Rural Kansas certainly is worth preserving, but creative solutions may be required.

Kansas isn’t ready to give up on its small towns, but the Rural Life Task Force recently appointed by Gov. Kathleen Sebelius has its work cut out for it.

At the task force’s first meeting Tuesday, the governor said her charge to the group was “to help us figure out the best way to make sure that 20 years from now, we have thriving communities.”

To understand just how great a challenge that is, one need only look back at the last 20 years of data from the U.S. Census. From 1980 to 2000, two-thirds of the counties in Kansas lost population. Thirteen of those counties, all in western or north-central Kansas, saw population declines of 20 percent or more. During the same period, eight counties grew by 20 percent or more. Four of the growing counties are around Wichita or in the Topeka/Kansas City corridor; three others are western counties clustered around smaller population centers such as Dodge City, Garden City and Liberal.

Johnson County’s population grew a whopping 67 percent during that time. The state’s five largest counties: Johnson, Sedgwick, Shawnee, Wyandotte and Douglas account for 49 percent of the state’s total population.

What has caused this urban migration in Kansas? One of the primary factors has to be the availability of jobs. The Kansas farm economy that once fueled small towns has shifted dramatically. Not only are farm revenues down sharply, but because of technological advances, it takes far fewer Kansas to run the remaining farms.

Garden City is an interesting anomaly in the census statistics. Finney County exceeded even Johnson County in population growth between 1980 and 2000, with an increase of 70 percent. That increase has been driven by an influx of labor, including a large number of Asian and Hispanic workers, to work in the Garden City meat-packing industry.

The Finney County experience seems to confirm that jobs will draw people to a Kansas community, but the creation of low-paying jobs probably isn’t the answer for every community.

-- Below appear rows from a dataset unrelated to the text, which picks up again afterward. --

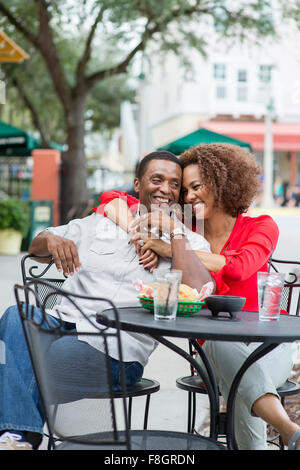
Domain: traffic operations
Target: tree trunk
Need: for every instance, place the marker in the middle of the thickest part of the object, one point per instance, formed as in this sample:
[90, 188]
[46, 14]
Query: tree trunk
[78, 196]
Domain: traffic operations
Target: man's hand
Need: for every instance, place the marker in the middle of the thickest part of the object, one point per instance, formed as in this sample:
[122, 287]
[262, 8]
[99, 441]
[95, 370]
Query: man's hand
[64, 254]
[63, 251]
[159, 220]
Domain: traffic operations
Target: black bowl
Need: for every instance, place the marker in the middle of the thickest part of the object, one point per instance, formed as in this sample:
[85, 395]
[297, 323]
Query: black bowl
[225, 303]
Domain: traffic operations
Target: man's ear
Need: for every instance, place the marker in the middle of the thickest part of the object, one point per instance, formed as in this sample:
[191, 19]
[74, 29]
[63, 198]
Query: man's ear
[136, 185]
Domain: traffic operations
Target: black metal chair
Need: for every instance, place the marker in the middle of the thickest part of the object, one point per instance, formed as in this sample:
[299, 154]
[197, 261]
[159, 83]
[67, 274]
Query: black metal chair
[145, 387]
[77, 418]
[290, 302]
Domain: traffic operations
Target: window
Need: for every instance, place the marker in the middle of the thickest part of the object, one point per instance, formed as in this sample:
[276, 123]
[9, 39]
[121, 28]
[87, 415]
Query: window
[221, 92]
[242, 94]
[242, 75]
[220, 71]
[265, 73]
[262, 94]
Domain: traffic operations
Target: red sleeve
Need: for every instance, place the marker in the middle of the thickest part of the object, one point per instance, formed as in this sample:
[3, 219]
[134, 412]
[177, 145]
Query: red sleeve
[251, 253]
[108, 196]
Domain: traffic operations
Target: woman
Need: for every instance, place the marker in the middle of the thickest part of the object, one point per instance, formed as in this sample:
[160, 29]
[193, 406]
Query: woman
[220, 182]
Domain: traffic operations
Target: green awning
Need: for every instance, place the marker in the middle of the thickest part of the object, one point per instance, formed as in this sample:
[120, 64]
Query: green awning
[201, 136]
[15, 142]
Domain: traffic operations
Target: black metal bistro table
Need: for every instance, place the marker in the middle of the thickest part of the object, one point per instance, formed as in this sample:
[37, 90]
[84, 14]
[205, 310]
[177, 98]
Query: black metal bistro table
[245, 328]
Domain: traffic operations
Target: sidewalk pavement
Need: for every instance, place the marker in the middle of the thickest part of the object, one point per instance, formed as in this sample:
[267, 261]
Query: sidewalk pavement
[168, 407]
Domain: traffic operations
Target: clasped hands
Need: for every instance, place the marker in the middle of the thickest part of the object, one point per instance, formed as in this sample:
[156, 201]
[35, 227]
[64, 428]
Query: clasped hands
[144, 234]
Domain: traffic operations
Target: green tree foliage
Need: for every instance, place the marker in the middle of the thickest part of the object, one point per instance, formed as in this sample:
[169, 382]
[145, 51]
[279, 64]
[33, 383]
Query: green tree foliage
[81, 53]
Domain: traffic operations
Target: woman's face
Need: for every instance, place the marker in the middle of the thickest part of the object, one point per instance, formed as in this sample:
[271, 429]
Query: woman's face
[196, 194]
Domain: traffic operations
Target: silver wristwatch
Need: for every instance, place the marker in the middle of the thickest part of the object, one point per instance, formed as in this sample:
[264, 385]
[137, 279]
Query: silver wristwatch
[177, 231]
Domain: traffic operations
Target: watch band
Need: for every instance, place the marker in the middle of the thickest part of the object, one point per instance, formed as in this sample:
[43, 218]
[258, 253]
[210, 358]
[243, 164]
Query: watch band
[177, 231]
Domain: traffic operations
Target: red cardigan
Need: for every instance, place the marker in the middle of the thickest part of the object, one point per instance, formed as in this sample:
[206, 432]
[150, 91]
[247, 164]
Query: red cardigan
[247, 251]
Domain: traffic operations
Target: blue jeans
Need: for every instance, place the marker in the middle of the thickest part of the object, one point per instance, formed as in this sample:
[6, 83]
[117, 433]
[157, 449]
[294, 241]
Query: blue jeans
[20, 406]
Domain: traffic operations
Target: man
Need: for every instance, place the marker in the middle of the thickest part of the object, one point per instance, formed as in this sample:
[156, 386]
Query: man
[99, 261]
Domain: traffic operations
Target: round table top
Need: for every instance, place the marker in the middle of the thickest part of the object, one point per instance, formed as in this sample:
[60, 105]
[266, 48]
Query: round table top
[202, 325]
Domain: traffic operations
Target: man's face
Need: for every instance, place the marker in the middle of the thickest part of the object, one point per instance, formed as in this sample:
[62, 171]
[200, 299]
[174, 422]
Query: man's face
[160, 184]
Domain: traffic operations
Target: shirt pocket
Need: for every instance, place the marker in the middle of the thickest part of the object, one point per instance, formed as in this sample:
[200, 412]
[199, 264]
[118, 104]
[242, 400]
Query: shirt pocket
[100, 255]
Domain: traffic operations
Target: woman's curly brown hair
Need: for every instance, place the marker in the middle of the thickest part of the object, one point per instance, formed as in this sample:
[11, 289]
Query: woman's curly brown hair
[229, 172]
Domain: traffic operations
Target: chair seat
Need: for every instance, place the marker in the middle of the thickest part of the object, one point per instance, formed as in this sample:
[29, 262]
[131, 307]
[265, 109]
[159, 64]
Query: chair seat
[150, 440]
[143, 387]
[191, 383]
[288, 388]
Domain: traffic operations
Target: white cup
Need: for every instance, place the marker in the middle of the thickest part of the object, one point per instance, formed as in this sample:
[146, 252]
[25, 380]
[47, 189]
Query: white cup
[269, 287]
[166, 284]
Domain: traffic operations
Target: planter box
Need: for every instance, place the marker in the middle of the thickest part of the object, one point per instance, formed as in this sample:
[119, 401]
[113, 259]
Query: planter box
[10, 242]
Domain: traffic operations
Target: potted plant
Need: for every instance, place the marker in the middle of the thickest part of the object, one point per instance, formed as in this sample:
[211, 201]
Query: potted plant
[14, 225]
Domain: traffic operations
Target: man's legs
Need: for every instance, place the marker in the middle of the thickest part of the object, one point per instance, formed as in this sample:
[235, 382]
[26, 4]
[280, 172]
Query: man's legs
[76, 368]
[261, 378]
[19, 402]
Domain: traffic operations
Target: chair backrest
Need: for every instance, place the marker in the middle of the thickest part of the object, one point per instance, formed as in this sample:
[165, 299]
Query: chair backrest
[75, 411]
[33, 269]
[290, 300]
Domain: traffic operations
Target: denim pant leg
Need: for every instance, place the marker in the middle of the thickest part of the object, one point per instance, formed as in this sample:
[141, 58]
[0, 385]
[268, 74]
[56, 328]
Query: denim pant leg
[19, 401]
[20, 406]
[262, 377]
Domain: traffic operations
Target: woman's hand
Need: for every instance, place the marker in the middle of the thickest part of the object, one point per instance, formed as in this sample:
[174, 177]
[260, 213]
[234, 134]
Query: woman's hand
[148, 258]
[143, 246]
[158, 220]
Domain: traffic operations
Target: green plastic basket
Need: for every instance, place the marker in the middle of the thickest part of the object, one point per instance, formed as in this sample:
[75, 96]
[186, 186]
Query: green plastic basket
[185, 309]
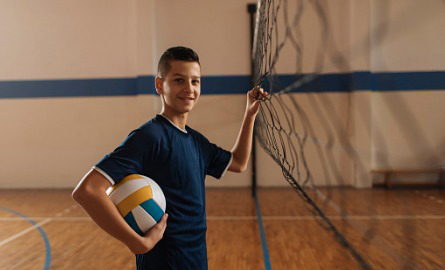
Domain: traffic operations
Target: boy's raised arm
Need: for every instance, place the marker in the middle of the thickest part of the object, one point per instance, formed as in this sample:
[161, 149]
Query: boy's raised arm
[243, 145]
[90, 193]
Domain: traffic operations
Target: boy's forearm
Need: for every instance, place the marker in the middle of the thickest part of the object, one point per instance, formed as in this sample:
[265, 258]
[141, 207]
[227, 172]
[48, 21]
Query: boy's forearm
[243, 145]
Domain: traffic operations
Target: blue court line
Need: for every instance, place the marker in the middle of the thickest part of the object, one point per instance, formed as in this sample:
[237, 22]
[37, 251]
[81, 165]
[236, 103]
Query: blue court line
[263, 235]
[229, 84]
[41, 231]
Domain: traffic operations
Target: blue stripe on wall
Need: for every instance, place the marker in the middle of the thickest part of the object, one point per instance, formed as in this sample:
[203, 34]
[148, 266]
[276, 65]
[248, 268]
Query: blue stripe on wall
[341, 82]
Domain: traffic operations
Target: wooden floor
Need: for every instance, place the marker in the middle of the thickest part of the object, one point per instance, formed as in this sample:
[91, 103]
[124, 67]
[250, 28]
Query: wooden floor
[395, 229]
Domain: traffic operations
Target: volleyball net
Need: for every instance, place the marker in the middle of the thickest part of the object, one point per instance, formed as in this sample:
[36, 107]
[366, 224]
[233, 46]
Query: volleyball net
[310, 123]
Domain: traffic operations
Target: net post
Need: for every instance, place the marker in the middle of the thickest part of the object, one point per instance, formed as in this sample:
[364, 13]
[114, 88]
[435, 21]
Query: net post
[251, 9]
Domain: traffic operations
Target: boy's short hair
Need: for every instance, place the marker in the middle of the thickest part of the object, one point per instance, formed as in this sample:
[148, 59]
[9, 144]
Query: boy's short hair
[178, 53]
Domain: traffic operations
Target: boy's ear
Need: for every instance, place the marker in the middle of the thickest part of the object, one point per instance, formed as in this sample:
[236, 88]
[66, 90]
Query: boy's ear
[158, 84]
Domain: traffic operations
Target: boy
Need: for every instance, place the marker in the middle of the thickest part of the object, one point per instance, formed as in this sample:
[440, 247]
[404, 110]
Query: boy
[178, 158]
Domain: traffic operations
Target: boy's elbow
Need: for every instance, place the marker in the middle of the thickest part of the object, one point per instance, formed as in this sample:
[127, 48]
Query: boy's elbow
[237, 168]
[80, 194]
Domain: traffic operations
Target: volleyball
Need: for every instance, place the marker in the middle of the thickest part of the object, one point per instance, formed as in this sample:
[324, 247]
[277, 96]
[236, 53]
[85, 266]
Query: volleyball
[139, 200]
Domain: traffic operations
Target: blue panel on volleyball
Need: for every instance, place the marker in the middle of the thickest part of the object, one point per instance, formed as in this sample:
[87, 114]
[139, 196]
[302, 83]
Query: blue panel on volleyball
[153, 209]
[129, 218]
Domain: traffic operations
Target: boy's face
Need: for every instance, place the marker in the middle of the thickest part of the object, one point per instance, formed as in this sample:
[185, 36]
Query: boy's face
[181, 87]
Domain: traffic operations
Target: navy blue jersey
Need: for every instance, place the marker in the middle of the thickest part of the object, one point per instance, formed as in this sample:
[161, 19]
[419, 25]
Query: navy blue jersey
[178, 160]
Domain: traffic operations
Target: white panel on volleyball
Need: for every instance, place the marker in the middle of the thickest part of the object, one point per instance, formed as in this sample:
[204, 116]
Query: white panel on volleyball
[126, 189]
[143, 219]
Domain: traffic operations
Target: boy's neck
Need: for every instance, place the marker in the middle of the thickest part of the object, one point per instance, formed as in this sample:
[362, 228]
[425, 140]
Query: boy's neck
[180, 120]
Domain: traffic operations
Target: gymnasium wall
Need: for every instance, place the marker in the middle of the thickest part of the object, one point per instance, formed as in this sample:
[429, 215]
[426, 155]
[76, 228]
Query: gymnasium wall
[49, 139]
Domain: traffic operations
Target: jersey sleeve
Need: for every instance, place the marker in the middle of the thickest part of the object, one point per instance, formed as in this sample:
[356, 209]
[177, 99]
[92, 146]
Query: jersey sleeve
[218, 160]
[129, 157]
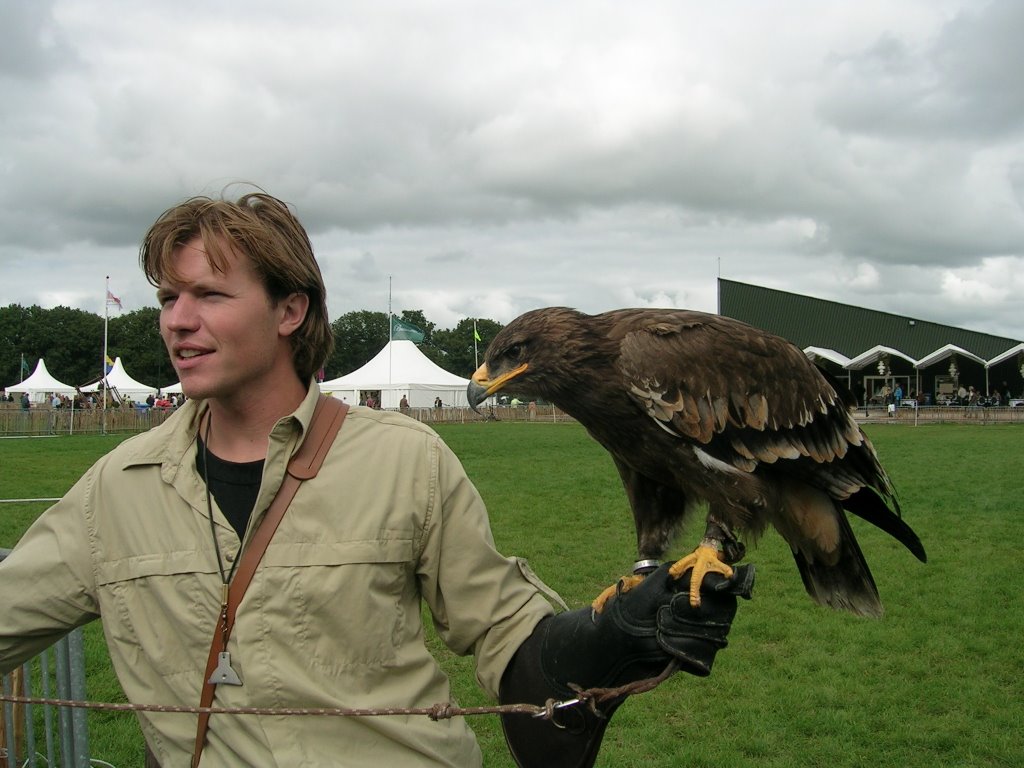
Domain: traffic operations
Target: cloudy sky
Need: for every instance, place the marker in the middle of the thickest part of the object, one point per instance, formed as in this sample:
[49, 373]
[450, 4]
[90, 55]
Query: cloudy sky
[483, 159]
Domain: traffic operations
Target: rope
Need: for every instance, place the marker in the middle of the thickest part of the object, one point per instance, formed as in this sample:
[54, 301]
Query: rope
[590, 697]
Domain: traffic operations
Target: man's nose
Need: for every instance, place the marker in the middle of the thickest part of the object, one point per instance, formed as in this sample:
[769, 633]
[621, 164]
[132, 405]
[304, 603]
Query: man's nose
[181, 313]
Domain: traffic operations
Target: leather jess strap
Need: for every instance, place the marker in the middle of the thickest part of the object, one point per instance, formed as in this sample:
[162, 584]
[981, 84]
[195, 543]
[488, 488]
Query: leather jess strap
[324, 426]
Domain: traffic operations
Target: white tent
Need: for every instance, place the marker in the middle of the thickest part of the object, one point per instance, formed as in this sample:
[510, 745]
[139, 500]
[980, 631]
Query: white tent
[41, 383]
[400, 369]
[125, 385]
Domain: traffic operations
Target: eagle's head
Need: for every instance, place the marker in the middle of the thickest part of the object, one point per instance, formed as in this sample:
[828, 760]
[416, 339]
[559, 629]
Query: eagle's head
[537, 354]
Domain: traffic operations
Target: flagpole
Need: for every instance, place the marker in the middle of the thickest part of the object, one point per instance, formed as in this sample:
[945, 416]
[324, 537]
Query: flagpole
[476, 352]
[102, 364]
[390, 334]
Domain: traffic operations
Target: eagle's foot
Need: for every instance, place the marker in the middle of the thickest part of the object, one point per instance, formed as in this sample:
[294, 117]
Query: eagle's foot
[624, 585]
[705, 559]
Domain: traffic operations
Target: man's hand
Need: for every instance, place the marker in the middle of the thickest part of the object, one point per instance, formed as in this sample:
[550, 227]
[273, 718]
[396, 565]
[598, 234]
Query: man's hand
[634, 638]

Can better roads or the expansion of broadband Internet services to rural communities pave the way for the kind of job expansion that will turn population declines around?

That’s one thing the task force will be studying, but there are other important issues. Increasing the population and tax base in rural communities could save local schools and services that are so important to a family’s quality of life. In many small towns, the percentage of older, retired residents is increasing, but some towns are losing even those longtime residents because health care services no longer are easily available.

It’s a difficult puzzle that will require some creative thinking by task force members. Some rural communities may have passed the point of no return, but many others are surely worth preserving. Small towns and the people who grew up there have played a huge role in what Kansas is today. It would be great to preserve the state’s rural culture for the future as well.